Lessons from Parenthood

Fathers, do not provoke your children to anger, but bring them up in the discipline and instruction of the Lord.
Ephesians 6:4

My son, do not despise the LORD’s discipline or be weary of his reproof, for the LORD reproves him whom he loves, as a father the son in whom he delights.
Proverbs 3:11-12

My home is awash in hormones. I pity my husband, really, as he seems to be the only member of our family who is not going through some physio-chemical change right now. All three of our children are in various stages of puberty, and I… well, I am a woman in my 40s. Enough said.

Last week, one of the inevitable explosions occurred smack in the middle of our school day. My middle daughter and I clashed over a particular point of continuing disrespectful behavior. Warnings and verbal rebukes had been given in plenty, yet the problem persisted. Rather than accepting correction with humility, she responded sullenly, certain she had been wronged and blaming me entirely rather than accepting any responsibility for her own actions.

Try as I do not to take these things personally, there was a bit of me that was hurt by her petulant response to discipline. I was overcome by a sense of my own inadequacy and felt like a failure as a mom. A more selfish part of me was frustrated that, after all I have sacrificed in order to home school, the results were not meeting my expectations.

In that moment, I desperately wished that my children could see the grace they are given when my husband and I warn them not to continue in wrong behaviors.  I wished that they would accept accountability for their actions rather than assigning blame elsewhere.  I wanted them all to know the sacrifices that have been made so they can have the life they do.

I also longed for them to stop receiving gentle rebukes as if they were merely a reprieve from punishment, but instead to heed them as sincere warnings that unpleasant consequences lie ahead if the behavior continues. I wished the kids would just listen and understand that all the discipline my husband and I administer is done out of love and for their own good.

Oh…

Realization punched through my agitation: I am often exactly like my child. In all the incorrect responses of my child, I see a reflection of my own incorrect responses to my Father’s discipline.

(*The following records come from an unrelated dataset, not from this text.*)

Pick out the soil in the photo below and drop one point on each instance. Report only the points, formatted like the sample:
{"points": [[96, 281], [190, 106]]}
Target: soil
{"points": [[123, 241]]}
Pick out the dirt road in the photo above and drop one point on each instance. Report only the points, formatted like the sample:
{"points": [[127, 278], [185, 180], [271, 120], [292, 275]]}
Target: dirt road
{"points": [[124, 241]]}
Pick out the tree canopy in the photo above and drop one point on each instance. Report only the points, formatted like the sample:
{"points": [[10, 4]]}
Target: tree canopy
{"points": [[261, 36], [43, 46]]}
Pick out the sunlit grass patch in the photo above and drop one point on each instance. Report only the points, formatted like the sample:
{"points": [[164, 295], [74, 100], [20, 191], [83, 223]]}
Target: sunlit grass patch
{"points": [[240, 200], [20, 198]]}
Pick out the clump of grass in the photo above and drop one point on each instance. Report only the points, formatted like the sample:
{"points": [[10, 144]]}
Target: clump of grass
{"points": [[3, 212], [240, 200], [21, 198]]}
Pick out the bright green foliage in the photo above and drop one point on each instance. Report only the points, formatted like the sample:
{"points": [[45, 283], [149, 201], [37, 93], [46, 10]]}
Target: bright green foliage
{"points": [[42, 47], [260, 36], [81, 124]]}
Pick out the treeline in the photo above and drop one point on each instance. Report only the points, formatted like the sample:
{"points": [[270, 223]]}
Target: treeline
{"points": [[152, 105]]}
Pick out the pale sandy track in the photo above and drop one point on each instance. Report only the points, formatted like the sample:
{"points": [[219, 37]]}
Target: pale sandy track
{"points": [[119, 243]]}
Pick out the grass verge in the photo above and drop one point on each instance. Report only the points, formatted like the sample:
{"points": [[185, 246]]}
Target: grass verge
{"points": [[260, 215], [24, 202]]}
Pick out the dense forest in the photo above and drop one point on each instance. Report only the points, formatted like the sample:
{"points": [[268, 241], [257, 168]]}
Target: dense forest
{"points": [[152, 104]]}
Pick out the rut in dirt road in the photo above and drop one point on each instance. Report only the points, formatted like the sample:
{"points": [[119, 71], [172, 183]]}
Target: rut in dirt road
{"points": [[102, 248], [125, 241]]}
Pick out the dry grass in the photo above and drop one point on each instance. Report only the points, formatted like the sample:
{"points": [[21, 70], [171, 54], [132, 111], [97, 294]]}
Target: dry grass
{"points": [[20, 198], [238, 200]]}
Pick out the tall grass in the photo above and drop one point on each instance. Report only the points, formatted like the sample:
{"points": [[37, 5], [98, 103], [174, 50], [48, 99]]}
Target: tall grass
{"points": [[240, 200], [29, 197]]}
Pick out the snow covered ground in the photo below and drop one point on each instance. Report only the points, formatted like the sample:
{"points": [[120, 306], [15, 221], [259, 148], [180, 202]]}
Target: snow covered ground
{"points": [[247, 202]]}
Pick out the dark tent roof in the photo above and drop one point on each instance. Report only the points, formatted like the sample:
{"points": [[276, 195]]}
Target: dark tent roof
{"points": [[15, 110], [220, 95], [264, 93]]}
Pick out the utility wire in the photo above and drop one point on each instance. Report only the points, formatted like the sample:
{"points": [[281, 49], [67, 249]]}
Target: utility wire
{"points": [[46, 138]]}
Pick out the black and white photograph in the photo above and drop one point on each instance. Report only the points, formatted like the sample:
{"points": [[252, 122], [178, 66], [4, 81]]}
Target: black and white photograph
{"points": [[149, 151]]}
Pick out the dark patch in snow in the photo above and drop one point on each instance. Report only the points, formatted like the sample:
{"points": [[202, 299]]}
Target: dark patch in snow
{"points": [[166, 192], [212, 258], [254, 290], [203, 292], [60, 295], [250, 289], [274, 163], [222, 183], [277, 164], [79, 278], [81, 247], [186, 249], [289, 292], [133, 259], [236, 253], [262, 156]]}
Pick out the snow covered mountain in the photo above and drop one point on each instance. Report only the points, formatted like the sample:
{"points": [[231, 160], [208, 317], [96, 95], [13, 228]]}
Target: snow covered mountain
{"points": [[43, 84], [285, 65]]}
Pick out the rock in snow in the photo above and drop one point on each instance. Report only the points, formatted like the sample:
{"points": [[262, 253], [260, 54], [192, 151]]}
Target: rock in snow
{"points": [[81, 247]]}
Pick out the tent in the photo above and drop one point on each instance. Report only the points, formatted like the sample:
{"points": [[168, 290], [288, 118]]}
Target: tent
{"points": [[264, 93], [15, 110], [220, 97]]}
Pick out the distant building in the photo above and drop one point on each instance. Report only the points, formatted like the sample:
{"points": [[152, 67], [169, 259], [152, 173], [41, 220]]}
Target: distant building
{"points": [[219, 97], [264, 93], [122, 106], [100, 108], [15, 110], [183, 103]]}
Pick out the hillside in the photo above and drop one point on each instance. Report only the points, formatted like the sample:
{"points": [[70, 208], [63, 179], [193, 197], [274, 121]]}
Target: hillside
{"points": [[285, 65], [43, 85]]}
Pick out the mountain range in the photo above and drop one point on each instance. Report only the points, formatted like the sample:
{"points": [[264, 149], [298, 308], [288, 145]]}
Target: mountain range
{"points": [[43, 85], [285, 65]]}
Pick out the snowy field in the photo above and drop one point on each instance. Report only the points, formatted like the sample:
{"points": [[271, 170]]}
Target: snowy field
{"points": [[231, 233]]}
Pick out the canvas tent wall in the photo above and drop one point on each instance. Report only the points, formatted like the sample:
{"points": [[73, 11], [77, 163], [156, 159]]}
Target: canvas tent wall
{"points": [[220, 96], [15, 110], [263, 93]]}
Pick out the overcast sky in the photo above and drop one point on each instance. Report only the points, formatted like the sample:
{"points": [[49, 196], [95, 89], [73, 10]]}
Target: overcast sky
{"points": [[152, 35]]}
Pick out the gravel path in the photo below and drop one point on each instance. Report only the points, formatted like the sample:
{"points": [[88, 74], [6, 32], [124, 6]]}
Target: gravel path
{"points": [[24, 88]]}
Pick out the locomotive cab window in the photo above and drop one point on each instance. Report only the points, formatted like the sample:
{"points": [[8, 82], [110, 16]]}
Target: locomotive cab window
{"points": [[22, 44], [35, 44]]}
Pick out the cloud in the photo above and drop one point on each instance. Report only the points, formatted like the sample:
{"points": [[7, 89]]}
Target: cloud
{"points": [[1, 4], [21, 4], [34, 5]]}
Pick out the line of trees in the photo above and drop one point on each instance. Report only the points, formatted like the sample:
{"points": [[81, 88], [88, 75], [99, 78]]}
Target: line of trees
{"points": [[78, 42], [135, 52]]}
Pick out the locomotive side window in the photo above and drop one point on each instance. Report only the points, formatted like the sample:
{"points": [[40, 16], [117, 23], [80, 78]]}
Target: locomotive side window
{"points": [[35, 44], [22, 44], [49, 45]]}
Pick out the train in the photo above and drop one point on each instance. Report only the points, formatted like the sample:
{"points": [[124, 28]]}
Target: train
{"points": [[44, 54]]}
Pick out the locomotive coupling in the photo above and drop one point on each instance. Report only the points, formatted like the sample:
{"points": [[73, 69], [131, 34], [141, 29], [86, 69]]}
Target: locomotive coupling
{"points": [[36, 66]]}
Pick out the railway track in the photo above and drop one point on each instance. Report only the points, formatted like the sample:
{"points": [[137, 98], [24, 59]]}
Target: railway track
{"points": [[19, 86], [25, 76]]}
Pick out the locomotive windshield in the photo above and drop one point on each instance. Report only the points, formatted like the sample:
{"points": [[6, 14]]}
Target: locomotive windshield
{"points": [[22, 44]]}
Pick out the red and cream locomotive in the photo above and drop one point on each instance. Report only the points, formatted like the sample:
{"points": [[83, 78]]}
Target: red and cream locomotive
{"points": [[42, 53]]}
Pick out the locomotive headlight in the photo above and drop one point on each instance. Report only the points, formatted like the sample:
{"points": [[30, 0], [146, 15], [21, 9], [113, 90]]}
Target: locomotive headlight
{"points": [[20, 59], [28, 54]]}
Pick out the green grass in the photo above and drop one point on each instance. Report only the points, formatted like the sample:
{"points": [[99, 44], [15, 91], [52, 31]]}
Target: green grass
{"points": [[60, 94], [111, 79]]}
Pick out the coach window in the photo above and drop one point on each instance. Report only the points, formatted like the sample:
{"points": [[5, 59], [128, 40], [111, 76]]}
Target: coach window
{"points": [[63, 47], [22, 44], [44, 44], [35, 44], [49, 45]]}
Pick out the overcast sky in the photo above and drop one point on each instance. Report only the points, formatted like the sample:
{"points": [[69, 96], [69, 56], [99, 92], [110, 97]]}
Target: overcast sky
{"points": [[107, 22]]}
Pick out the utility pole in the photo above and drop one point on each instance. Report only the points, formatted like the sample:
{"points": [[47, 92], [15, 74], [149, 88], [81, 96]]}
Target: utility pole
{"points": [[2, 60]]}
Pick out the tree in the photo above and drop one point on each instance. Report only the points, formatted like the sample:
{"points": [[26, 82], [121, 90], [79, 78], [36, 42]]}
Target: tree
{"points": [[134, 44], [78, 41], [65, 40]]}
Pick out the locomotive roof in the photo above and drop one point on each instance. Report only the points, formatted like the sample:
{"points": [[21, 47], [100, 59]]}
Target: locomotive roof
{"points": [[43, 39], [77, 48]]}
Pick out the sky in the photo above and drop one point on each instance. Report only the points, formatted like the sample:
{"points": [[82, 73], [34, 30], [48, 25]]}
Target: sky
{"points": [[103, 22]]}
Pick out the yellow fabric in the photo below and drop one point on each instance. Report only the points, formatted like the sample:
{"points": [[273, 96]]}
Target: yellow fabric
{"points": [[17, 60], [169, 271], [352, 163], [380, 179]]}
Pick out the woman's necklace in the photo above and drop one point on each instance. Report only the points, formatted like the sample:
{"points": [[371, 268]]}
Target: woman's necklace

I love that my Father keeps me humble. I love that He uses the painful incidents — and even failures — of my own parenting to remind me of His own sacrificial, nurturing nature; to bring my focus off my problems or my hurt and back to Him where it belongs.

Perhaps next time there is a parent/child conflict, I will remember that parenting is a part of my own spiritual training.  Perhaps my children’s responses will serve to remind me to respond with humility and openness when I am chastened.  Perhaps I can keep my eyes on the enormous sacrifice of my Father, losing myself entirely in the depths of His overwhelming love.

Perhaps, too, the next time simmering emotions boil over into full-scale battle, I will not cave to feelings of parental failure but rely on the only perfect Father to be my wisdom and my strength.

When I am grieved by my children, let it be a reminder to me how my Father grieves when I ignore His still, small voice.  May it be that both my children and I will always turn to Him no matter what external or internal forces may be at work. And I pray that I may always, always be faithful to discipline my children in love, forgiving them as I have been forgiven, and at all times pointing them to God both in my words and my deeds.

Let all bitterness and wrath and anger and clamor and slander be put away from you, along with all malice. Be kind to one another, tender-hearted, forgiving one another, as God in Christ forgave you. Therefore be imitators of God, as beloved children.